Por outro lado, em regiões do globo que apostam na repressão, o número de mortes por overdose se soma ao de homicídios na guerra contra o tráfico.

[ATENÇÃO, SPOILLER! SE VOCÊ NÃO VIU BREAKING BAD ATÉ O FINAL, POR FAVOR, NÃO DESÇA!]

Do total de 247 mortes em Breaking Bad, somadas todas as temporadas, apenas uma foi decorrente do consumo de droga, embora Jane Margolis tenha engolido o próprio vômito, o que não se configura em overdose. A maioria das mortes ocorreu no último episódio da segunda temporada, quando o choque de dois aviões vitimou 167 pessoas. A causa indireta do acidente aéreo foi o abalo emocional do pai de Jane, que não poderia ter voltado a trabalhar como controlador de vôo tão pouco tempo após a morte da filha, principalmente em um tipo de oficio que requer tanta concentração e que envolve tanto risco.

Subtraídas as mortes do acidente aéreo, que distorcem o número total, foram 80 mortes. Das 80, apenas oito* não se deram por motivos de disputa por poder, briga interna de traficantes e queima de arquivo. Ou seja, foram 74 mortes que poderiam ser evitadas se o mercado das drogas não funcionasse de maneira clandestina, com disputas de grupos que formam um estado paralelo com suas próprias regras. Quem defende a descriminalização da produção, venda e consumo das drogas alega que esses grupos não teriam tanto poder se não fossem munidos com toda a grana da venda das drogas.

A descriminalização poderia enfraquecer personagens de ficção ou criminosos do mundo real. É difícil imaginar Pablo Escobar, Fernandinho Beira-Mar, Zé Pequeno (Cidade de Deus) e Baiano (Tropa de Elite) exercerem tanta influência sem o tráfico de drogas. Nenhum outro produto contrabandeado poderia colocá-los em um pedestal tão alto. Mas a mesma lógica não pode ser aplicada a Walter White, o “herói” mais vilão (ou vilão mais “herói”).

Walter White estragaria até um utópico “mundo ideal”

Ainda que a produção de drogas fosse normatizada, Walter White não aceitaria ser o “cozinheiro” de uma grande indústria farmacêutica.

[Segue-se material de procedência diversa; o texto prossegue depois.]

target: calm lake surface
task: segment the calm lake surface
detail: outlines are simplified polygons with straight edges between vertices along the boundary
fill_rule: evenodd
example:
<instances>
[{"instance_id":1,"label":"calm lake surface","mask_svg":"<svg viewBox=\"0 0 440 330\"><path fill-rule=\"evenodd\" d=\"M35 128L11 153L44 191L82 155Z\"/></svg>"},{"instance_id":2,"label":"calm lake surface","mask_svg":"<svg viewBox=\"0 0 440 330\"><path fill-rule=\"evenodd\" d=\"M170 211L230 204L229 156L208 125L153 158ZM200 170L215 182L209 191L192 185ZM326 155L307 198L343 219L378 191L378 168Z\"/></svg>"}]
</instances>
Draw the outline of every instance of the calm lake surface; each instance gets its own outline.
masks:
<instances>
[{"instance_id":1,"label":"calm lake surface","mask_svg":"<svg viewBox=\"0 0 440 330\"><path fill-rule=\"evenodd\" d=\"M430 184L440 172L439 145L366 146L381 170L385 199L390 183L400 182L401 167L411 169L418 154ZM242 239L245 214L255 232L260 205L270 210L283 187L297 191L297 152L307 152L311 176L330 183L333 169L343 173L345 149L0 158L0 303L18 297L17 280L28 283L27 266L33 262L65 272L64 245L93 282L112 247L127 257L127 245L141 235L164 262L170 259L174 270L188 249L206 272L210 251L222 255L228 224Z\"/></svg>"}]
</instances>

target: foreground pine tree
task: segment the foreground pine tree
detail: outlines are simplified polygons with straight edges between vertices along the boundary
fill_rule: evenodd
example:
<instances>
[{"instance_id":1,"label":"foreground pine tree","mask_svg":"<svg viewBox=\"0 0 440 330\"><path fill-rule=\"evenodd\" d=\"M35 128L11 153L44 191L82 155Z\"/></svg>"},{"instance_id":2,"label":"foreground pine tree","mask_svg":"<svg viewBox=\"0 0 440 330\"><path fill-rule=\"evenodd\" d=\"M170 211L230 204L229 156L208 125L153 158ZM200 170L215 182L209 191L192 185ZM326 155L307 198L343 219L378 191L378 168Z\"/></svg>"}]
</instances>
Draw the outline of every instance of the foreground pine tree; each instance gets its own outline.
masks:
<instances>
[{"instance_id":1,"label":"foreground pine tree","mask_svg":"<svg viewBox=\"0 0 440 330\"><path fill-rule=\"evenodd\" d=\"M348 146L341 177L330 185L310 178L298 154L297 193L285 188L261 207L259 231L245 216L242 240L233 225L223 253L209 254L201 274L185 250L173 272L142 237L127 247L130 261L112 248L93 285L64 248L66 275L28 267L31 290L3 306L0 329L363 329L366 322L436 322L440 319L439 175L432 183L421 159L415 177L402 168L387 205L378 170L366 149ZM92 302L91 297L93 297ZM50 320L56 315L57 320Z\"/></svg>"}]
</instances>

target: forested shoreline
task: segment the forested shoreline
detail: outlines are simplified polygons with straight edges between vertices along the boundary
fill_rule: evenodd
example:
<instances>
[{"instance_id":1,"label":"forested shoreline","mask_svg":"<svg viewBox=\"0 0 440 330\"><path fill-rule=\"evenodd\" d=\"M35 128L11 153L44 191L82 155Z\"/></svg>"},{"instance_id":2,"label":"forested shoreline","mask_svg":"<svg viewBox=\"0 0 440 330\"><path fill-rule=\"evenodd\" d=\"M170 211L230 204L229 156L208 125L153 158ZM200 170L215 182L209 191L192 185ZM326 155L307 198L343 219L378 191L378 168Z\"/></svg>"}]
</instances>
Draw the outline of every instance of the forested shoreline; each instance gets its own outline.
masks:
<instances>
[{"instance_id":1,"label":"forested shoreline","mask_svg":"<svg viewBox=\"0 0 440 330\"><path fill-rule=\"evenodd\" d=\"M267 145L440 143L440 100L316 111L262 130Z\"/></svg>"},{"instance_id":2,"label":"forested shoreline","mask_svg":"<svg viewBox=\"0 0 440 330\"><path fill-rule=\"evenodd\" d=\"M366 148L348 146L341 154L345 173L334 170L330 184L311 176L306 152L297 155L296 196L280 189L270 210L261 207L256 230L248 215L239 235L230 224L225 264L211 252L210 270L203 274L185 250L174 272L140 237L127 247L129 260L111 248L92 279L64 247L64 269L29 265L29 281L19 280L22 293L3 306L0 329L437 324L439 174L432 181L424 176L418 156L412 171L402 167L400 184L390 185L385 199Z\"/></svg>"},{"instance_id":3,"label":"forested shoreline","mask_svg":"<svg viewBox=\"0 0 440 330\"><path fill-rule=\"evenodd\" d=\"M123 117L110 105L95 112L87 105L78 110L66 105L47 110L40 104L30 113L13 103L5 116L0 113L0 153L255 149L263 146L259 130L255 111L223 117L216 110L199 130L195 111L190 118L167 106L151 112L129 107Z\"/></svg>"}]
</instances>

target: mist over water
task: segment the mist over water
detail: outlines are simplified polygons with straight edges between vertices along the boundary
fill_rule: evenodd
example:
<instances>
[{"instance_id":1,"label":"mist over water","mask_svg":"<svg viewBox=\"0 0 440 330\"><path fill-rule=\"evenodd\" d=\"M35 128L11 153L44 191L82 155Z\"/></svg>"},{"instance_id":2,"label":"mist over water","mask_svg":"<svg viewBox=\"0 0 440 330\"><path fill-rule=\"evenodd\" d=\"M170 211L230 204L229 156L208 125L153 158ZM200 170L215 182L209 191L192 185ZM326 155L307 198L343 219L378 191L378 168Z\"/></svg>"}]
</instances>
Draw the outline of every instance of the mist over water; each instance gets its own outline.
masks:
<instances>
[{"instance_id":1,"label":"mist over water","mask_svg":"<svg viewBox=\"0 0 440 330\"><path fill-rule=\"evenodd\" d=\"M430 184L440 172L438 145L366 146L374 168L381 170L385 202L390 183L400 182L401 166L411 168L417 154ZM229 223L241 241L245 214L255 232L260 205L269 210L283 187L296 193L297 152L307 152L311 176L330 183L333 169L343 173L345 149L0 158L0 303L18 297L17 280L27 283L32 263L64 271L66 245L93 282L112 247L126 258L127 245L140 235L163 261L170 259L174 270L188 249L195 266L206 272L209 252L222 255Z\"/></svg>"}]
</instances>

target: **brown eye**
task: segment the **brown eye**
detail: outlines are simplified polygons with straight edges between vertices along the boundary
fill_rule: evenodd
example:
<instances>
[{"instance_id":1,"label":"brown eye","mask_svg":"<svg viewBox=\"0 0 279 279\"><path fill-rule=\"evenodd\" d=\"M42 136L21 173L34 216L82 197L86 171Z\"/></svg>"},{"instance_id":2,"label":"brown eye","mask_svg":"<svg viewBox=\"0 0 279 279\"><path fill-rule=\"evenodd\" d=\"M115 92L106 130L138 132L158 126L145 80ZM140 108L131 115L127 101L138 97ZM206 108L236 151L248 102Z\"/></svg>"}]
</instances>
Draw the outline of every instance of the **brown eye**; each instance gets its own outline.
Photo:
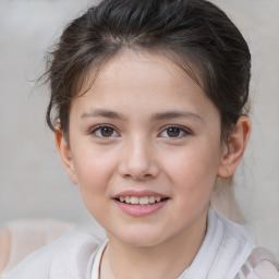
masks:
<instances>
[{"instance_id":1,"label":"brown eye","mask_svg":"<svg viewBox=\"0 0 279 279\"><path fill-rule=\"evenodd\" d=\"M181 129L177 126L171 126L167 129L167 134L169 137L178 137L181 133Z\"/></svg>"},{"instance_id":2,"label":"brown eye","mask_svg":"<svg viewBox=\"0 0 279 279\"><path fill-rule=\"evenodd\" d=\"M119 136L118 132L108 125L99 125L94 129L90 134L96 135L97 137L117 137Z\"/></svg>"},{"instance_id":3,"label":"brown eye","mask_svg":"<svg viewBox=\"0 0 279 279\"><path fill-rule=\"evenodd\" d=\"M104 136L104 137L109 137L109 136L112 136L113 135L113 129L110 128L110 126L104 126L104 128L100 128L100 134Z\"/></svg>"},{"instance_id":4,"label":"brown eye","mask_svg":"<svg viewBox=\"0 0 279 279\"><path fill-rule=\"evenodd\" d=\"M160 137L181 138L192 134L186 128L179 125L167 126L160 134Z\"/></svg>"}]
</instances>

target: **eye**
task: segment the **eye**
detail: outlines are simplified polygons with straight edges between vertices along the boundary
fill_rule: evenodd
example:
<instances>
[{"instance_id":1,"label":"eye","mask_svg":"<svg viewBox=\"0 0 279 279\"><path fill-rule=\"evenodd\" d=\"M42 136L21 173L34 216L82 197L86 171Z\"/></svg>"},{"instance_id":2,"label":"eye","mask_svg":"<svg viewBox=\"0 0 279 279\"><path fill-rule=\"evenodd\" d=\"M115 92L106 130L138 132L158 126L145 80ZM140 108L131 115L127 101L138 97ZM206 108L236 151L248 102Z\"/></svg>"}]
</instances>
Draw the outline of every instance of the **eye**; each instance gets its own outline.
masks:
<instances>
[{"instance_id":1,"label":"eye","mask_svg":"<svg viewBox=\"0 0 279 279\"><path fill-rule=\"evenodd\" d=\"M90 134L94 134L98 137L118 137L119 133L109 125L99 125L95 128Z\"/></svg>"},{"instance_id":2,"label":"eye","mask_svg":"<svg viewBox=\"0 0 279 279\"><path fill-rule=\"evenodd\" d=\"M172 138L181 138L186 135L190 135L191 132L186 130L185 128L178 126L178 125L171 125L162 130L162 132L159 134L161 137L172 137Z\"/></svg>"}]
</instances>

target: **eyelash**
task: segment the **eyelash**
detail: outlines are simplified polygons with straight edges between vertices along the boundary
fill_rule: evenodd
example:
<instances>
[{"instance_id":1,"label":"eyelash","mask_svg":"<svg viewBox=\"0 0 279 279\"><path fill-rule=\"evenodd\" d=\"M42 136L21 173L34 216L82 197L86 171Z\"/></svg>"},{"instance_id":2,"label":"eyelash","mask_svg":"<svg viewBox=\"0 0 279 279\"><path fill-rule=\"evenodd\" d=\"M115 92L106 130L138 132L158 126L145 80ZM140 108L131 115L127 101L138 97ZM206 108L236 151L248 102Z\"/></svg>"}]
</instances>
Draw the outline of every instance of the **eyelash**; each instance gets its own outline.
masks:
<instances>
[{"instance_id":1,"label":"eyelash","mask_svg":"<svg viewBox=\"0 0 279 279\"><path fill-rule=\"evenodd\" d=\"M104 134L101 134L104 132L101 130L105 130L105 129L109 129L110 132L112 132L112 134L108 135L108 136L105 136ZM168 130L170 130L170 129L177 129L178 130L177 132L179 132L178 136L175 136L175 135L174 136L170 136L169 134L168 135L162 135L165 132L168 133ZM119 133L116 131L116 129L113 126L109 125L109 124L98 125L98 126L94 128L89 132L89 134L94 134L95 136L100 137L100 138L111 138L111 137L118 137L119 136ZM189 131L187 129L183 128L183 126L180 126L180 125L169 125L169 126L166 126L159 133L159 136L160 137L167 137L167 138L182 138L182 137L185 137L185 136L191 135L191 134L192 134L192 132Z\"/></svg>"},{"instance_id":2,"label":"eyelash","mask_svg":"<svg viewBox=\"0 0 279 279\"><path fill-rule=\"evenodd\" d=\"M168 133L168 130L170 130L170 129L178 129L179 130L179 135L178 136L170 136L170 135L162 136L162 133L163 132ZM185 128L180 126L180 125L169 125L169 126L165 128L159 133L159 135L161 137L167 137L167 138L182 138L182 137L185 137L185 136L191 135L191 134L192 134L192 132L189 129L185 129Z\"/></svg>"},{"instance_id":3,"label":"eyelash","mask_svg":"<svg viewBox=\"0 0 279 279\"><path fill-rule=\"evenodd\" d=\"M102 135L101 130L104 130L104 129L111 130L112 135L108 135L108 136ZM113 135L114 133L117 135ZM111 137L118 137L119 136L119 133L116 131L116 129L111 125L108 125L108 124L101 124L101 125L95 126L93 130L89 131L89 134L94 134L95 136L100 137L100 138L111 138Z\"/></svg>"}]
</instances>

White não se contenta com “pouco”. Ganhar milhões de dólares para produzir metanfetamina para Gus não seria suficiente por muito tempo, mesmo que Pinkman não “estragasse” tudo. Não se trata de dinheiro. O ego do imperador de Albuquerque é tão grande que o mundo precisaria se curvar diante dele. Caso contrário, a subversão seguiria, sem limites. Estar com a família tranquilo, em uma mansão com tobogã e uma Ferrari na garagem não seria suficiente se ninguém reconhecesse o mérito de suas conquistas. Portanto, nada de cozinhar às escondidas. O Estado, no seu ponto de vista, arrancaria seu suado dinheiro, como fizeram Gretchen e Elliott, ainda que ele se tornasse bilionário. Sempre é possível ter mais. E mais. E mais. Nenhuma inspeção sanitária poderia interferir nos seus processos químicos. A cozinha é sagrada, só deve entrar quem ele autoriza, e ninguém deve mudar a fórmula, ainda que seja para se adequar às normas do Ministério da Saúde. Não entrar de acordo com todos esses tópicos seria uma declaração de guerra do Estado ao protagonista de Breaking Bad.

Walter White é um personagem que poderia existir em qualquer mundo, em qualquer cenário. Nada poderia adiar seu surgimento. É um fenômeno apocalíptico. Insaciável e desinteressado pelo bem comum. Tampouco é uma tarefa fácil compreende-lo, saber o que afinal de contas quer o reprimido homem que nunca se sentiu realizado até começar a produzir de metanfetamina.

Em um cenário em que produção, venda e consumo de drogas fossem descriminalizados, Pablo Escobar não seria tão poderoso. Ainda que vendesse clandestinamente a cocaína, a concorrência com laboratórios autorizados pelo Estado enfraqueceria muito o colombiano, que com menos dinheiro não teria o mesmo poder. A cocaína de Escobar não seria especial ao ponto de fazer usuários se manterem fiéis ao produto se outro produto similar estivesse disponível na farmácia. Ainda que a taxação de impostos e outros fatores aumentassem o preço da “droga legalizada”, não seriam poucos os consumidores que pagariam mais para não precisar lidar com traficantes ou correr o risco de terem produto apreendido pela polícia.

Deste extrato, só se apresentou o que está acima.